A Sutton Coldfield-based family has offered their support to the campaign after having recently used the hospice’s services.

Ella and Rosie Finnegan, 28 and 26, have spoken about the immense impact the hospice had on their family after their mum, Sybille, was cared for by the hospice and stayed in the Inpatient Unit.

Diagnosed with lung cancer in 2011, Sybille received chemotherapy and radiotherapy and was monitored by doctors over the following years when she received the all-clear. However, her condition suddenly deteriorated in 2019, causing her lung to collapse.

After months of tests and even a drug trial, doctors were soon mentioning end of life care. Ella said it was “heartbreaking”.

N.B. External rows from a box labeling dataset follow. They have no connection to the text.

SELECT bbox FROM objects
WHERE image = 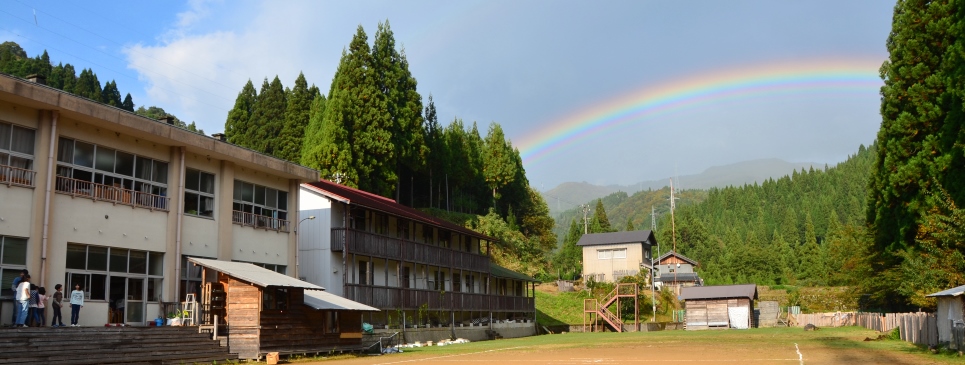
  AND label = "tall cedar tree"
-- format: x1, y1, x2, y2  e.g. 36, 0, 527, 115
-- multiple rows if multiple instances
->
482, 123, 516, 201
225, 80, 258, 147
867, 0, 965, 262
372, 20, 429, 200
245, 76, 288, 157
276, 72, 315, 162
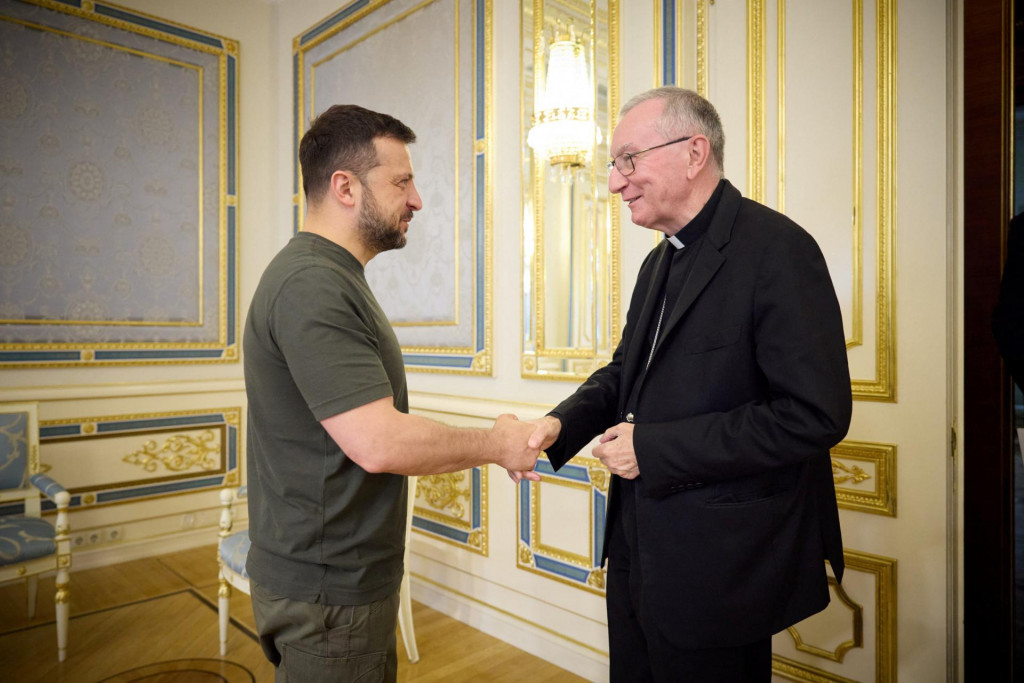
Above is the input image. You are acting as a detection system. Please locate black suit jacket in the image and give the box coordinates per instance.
[547,183,852,648]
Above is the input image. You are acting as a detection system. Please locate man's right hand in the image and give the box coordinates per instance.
[490,414,541,471]
[505,415,562,483]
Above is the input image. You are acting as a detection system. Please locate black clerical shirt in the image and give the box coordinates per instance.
[608,180,725,593]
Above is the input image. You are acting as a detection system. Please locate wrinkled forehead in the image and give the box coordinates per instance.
[610,99,665,157]
[374,137,413,173]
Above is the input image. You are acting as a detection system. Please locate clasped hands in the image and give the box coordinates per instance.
[495,415,640,483]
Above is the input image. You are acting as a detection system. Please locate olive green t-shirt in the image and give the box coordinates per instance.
[243,232,409,605]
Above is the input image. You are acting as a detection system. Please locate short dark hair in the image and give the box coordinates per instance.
[299,104,416,202]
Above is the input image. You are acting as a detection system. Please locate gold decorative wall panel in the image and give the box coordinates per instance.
[293,0,494,375]
[654,0,897,401]
[27,408,242,509]
[772,550,898,683]
[831,440,896,517]
[413,467,487,555]
[520,0,621,379]
[516,456,610,594]
[0,0,239,368]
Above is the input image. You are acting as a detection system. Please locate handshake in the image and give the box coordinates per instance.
[489,414,640,483]
[489,413,562,482]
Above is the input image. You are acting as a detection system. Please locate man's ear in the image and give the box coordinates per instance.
[686,135,711,180]
[330,171,360,208]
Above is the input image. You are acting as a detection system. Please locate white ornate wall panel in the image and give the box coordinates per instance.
[516,455,611,595]
[653,0,956,681]
[293,0,493,375]
[0,0,239,368]
[657,0,897,400]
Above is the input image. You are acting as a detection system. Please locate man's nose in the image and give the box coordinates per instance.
[608,166,629,195]
[408,185,423,211]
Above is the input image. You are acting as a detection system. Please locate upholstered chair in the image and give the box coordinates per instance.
[217,477,420,664]
[0,403,71,661]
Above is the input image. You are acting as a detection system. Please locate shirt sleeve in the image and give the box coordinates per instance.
[270,267,393,420]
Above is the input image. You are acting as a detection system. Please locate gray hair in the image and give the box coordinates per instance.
[621,85,725,175]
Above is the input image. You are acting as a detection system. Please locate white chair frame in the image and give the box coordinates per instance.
[217,476,420,664]
[0,403,71,661]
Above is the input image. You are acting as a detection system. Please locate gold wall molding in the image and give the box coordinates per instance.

She said: “The day our mum died, the hospice called us and took the time to explain how her breathing had changed. She had been very unwell the same week, and so they thought Mum might pass away soon. We were so thankful to have the warning.

“She died aged 62 on July 8, 2021. We had the doors open into the garden and we were listening to music and singing. Having the private space to pass peacefully meant the world.

“To know that the hospice is struggling to fund its services when they gave so much to us as a family is absolutely devastating. A terminal diagnosis can be given to anyone, at any time, just like Mum.”